Humberto Oliveira, Celia Watanabe, Severine Macedo, Elisa Guaraná e Jefferson Oliveira.
A política de desenvolvimento territorial no Brasil foi implantada nos governos petistas como um modelo de gestão de políticas públicas descentralizado, participativo e voltado para a inclusão de pessoas e lugares pobres no projeto de desenvolvimento do país.
A abordagem territorial do desenvolvimento obteve ampla adesão dos atores sociais do campo e das pequenas cidades rurais brasileiras, onde se concentra grande parte da população pobre e onde é mais difícil o acesso a serviços e equipamentos públicos que garantam direitos, qualidade de vida e oportunidades de desenvolvimento sustentável. Mulheres, indígenas, povos e comunidades tradicionais, quilombolas, jovens estão fortemente integrados na política de desenvolvimento territorial nos 243 territórios rurais já reconhecidos pelo Programa Nacional de Territórios Rurais.
A responsabilidade da implantação e execução da política de desenvolvimento territorial no Brasil coube ao Ministério do Desenvolvimento Agrário, MDA. Com a criação do Programa Territórios da Cidadania, um conjunto de Ministérios passou a adotar a abordagem territorial para chegar aos menores e mais longínquos municípios do Brasil, com políticas públicas apresentadas de forma integrada e em diálogo com os governantes municipais e representantes da sociedade civil local, ampliando orçamento e priorizando ações ajustadas às demandas sociais de cada território, reduzindo as desigualdades entre as áreas rurais e urbanas do país.
O golpe de estado sofrido pelo Governo da Presidenta Dilma veio interromper de forma violenta a trajetória da política de desenvolvimento territorial, seja pela decisão do governo interino de extinguir o MDA, seja, sobretudo, por afetar profundamente a estratégia de desenvolvimento territorial ao atentar contra o estado democrático de direito que é um pressuposto básico do desenvolvimento sustentável com participação social.

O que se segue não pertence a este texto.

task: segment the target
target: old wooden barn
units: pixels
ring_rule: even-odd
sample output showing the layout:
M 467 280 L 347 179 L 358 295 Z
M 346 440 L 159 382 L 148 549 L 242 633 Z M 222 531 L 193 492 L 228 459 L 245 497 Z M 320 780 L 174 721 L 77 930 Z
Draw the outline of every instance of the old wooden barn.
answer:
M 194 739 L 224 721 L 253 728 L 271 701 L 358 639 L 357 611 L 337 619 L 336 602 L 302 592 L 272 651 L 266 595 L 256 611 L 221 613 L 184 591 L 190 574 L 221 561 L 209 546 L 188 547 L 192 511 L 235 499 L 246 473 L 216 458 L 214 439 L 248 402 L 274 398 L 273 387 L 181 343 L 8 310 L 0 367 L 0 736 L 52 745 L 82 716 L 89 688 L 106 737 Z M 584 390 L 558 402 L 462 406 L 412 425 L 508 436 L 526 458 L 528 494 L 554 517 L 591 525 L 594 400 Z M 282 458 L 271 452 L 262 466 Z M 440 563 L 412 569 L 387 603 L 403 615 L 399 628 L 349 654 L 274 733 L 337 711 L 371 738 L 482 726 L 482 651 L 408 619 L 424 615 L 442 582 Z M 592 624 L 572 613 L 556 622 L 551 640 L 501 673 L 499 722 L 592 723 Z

Neste momento em que o MDA preparava uma ação conjunta nos territórios rurais do Brasil com a Secretaria de Governo da Presidência da República, para uma articulação com os demais ministérios visando à realização dos Objetivos de Desenvolvimento Sustentável (ODS) – compromisso internacional do país assumido perante as Nações Unidas –, a interrupção golpista jogou por terra uma oportunidade para os mais de 70 milhões de habitantes dos cerca de 5.000 municípios rurais do Brasil, tendo em vista que os ODS, “embora de natureza global e universalmente aplicáveis, dialogam com as políticas e ações nos âmbitos regional e local”; e, um dos 17 objetivos trata justamente de reduzir as desigualdades dentro dos países.

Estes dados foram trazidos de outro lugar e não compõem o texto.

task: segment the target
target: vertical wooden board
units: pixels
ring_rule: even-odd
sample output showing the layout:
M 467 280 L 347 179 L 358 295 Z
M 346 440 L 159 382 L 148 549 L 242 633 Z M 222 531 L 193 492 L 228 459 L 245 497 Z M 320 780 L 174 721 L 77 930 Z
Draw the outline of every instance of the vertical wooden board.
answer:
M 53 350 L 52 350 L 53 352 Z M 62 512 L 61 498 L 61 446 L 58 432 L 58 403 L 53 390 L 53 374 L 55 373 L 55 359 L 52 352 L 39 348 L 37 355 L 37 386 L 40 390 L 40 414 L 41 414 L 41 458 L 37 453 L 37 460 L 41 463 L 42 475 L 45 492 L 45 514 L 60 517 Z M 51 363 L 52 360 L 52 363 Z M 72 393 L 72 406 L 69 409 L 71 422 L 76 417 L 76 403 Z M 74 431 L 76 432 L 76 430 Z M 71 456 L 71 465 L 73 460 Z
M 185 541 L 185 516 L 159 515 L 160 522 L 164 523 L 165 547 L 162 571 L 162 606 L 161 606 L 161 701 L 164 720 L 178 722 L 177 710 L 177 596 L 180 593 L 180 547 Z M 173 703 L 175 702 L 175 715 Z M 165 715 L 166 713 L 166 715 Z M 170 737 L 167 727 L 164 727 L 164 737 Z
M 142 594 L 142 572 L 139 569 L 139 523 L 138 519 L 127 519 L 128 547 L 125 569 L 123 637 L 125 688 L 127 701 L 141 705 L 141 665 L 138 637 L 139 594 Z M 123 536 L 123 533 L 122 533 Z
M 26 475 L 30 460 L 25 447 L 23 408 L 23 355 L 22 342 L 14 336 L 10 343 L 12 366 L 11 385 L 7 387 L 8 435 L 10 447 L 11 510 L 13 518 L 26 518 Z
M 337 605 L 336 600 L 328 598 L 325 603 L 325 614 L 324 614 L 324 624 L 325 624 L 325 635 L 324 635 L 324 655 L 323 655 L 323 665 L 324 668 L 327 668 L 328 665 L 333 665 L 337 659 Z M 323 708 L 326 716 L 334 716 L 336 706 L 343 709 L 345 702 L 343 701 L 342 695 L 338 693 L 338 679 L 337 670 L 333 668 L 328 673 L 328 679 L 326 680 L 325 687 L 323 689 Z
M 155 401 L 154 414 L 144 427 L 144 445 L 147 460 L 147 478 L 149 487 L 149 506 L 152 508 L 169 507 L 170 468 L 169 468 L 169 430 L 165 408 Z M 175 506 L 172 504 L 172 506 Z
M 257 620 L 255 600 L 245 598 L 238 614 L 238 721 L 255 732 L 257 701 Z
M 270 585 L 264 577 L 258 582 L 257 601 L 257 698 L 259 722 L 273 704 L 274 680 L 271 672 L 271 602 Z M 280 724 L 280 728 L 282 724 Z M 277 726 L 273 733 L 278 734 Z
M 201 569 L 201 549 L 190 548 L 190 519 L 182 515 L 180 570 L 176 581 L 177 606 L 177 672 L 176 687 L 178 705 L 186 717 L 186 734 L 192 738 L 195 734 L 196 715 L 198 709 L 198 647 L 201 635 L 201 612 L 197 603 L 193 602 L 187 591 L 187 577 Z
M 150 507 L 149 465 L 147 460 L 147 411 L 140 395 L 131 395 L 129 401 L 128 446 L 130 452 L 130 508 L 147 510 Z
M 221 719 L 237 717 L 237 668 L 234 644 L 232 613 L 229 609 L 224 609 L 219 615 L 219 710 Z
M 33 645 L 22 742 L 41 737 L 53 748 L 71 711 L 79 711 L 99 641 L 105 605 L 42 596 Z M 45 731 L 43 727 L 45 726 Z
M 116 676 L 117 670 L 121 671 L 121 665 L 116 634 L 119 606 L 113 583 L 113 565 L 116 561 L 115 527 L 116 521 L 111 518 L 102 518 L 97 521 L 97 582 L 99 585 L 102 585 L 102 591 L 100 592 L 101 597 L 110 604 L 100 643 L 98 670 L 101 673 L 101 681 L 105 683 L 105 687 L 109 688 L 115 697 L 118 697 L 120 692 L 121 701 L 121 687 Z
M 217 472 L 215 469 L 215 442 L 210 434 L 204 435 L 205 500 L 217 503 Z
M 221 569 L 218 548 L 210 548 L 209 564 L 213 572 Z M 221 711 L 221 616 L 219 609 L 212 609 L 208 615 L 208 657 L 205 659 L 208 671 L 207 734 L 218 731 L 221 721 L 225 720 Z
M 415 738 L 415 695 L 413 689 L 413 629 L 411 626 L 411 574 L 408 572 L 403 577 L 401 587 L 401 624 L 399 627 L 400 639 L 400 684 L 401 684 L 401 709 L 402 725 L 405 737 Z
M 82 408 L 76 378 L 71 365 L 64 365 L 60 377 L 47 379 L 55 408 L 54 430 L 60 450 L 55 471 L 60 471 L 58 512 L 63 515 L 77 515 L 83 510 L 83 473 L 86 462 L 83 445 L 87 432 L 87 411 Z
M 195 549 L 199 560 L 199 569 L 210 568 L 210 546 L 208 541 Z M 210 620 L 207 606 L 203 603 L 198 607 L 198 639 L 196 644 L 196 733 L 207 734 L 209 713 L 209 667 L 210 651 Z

O governo interino que se instalou de forma ilegítima e iniciou um processo de desmanche de políticas e programas sociais, com redução de direitos e garantias mínimas de qualidade de vida para a população mais pobre, coloca o Brasil frontalmente contra os ODS. Além de ver maculada ainda mais a sua imagem, já duramente afetada com o golpe contra a nossa jovem democracia, o Brasil corre o risco de ser um dos países que fiquem para trás nesse processo civilizatório, pois a realização da Agenda dos Objetivos de Desenvolvimento Sustentável até o ano 2030 é apenas um patamar mínimo que devem alcançar as nações no ambiente de desenvolvimento humano em nosso planeta.
Neste cenário, os territórios rurais serão certamente os mais atingidos, pois é ali onde estão concentrados os principais déficits sociais e onde é mais necessário que se alcancem os ODS. Por essa razão, denunciamos as graves consequências que sofre neste momento da história do nosso país, a política de desenvolvimento territorial.
Pelo que significa hoje para o Brasil, e por ser atualmente a maior referência de política de desenvolvimento territorial na América Latina, e ainda pelo que representa como possibilidades de avanços para o desenvolvimento sustentável, é urgente interromper e fazer retroagir o golpe e restabelecer a ordem democrática, para retomar o rumo da política de desenvolvimento territorial brasileira no curso da realização dos ODS.